Flamingos are so pretty and so unique, but have you ever seen one of them in the wild?
The conservation team at Zoo Miami is hoping one day, we all can.
A team of experts is hopeful that a recovery of the population is possible for the Sunshine State.
"There used to be large flocks of flamingos throughout the state of Florida. Through the 1800s biologists describe large flocks of flamingos," said Steven Whitfield, a conservation biologist at Zoo Miami.
They lived in Florida Bay and the Keys and were hunted for food, and their coveted feathers, along with other bird species.

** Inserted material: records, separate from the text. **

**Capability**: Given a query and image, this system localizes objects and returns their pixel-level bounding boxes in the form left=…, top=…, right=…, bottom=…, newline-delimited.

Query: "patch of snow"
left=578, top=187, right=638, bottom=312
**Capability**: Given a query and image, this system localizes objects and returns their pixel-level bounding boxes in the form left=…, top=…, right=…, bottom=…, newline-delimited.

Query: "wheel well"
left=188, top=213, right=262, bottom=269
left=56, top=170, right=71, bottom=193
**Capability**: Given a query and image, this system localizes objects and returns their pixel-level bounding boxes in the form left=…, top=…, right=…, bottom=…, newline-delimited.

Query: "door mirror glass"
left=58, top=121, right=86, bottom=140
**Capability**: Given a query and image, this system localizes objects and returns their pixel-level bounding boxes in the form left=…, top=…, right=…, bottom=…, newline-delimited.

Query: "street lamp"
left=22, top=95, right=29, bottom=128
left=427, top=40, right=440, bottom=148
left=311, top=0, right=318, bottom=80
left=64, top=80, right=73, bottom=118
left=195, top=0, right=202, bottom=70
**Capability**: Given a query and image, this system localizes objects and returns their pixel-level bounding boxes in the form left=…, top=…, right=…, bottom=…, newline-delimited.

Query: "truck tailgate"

The flamingos were nearly wiped out.
The flock at Zoo Miami is the American Flamingo, descendants of the Hialeah Park birds, and one of six species of the flamingo.
"There are populations in the Caribbean, in Cuba, The Bahamas; as well as in Mexico and Venezuela," Whitfield added.
Whitfield and the Florida Flamingos Working Group are currently studying where the birds could thrive again. Studying where they are now is tricky.
"Every once in a while, a flamingo shows up in Florida Bay in the Everglades and bird watchers go nuts. No one knows where these birds are coming from. Are they the last flamingos still surviving after hunting? Are they flying in from populations around the Caribbean?"
In 2015, the team got a lucky break.
"One of these birds appear here at the Naval Air Station in Key West and we went to captured him."
They named him 'Conchy' for the Conch Republic, tagged, released, and tracked him for two years before he went off the grid.
"Conchy was only spotted by bird watchers a few times," Whitfield said, adding that this bolstered their mission as it tells them flamingos could be hiding in plain sight.
What is next is determining a healthy location, with mudflats and space for nests and foraging.
The FFWG is working to identify healthy habitats for flamingos in Florida and abroad, to focus and coordinate research and management needs to ensure recovery and healthy habitats and to raise awareness of flamingos in Florida and beyond.
The birds are not on the list of endangered species but are native species so they can be released into the wild.
They added that flamingo conservation is a multinational and transboundary conservation issue and requires active engagement with international partners.
Whitfield said if you do happen to spot a flamingo it's crucial to report it, and yes, there is an app for that called E-bird.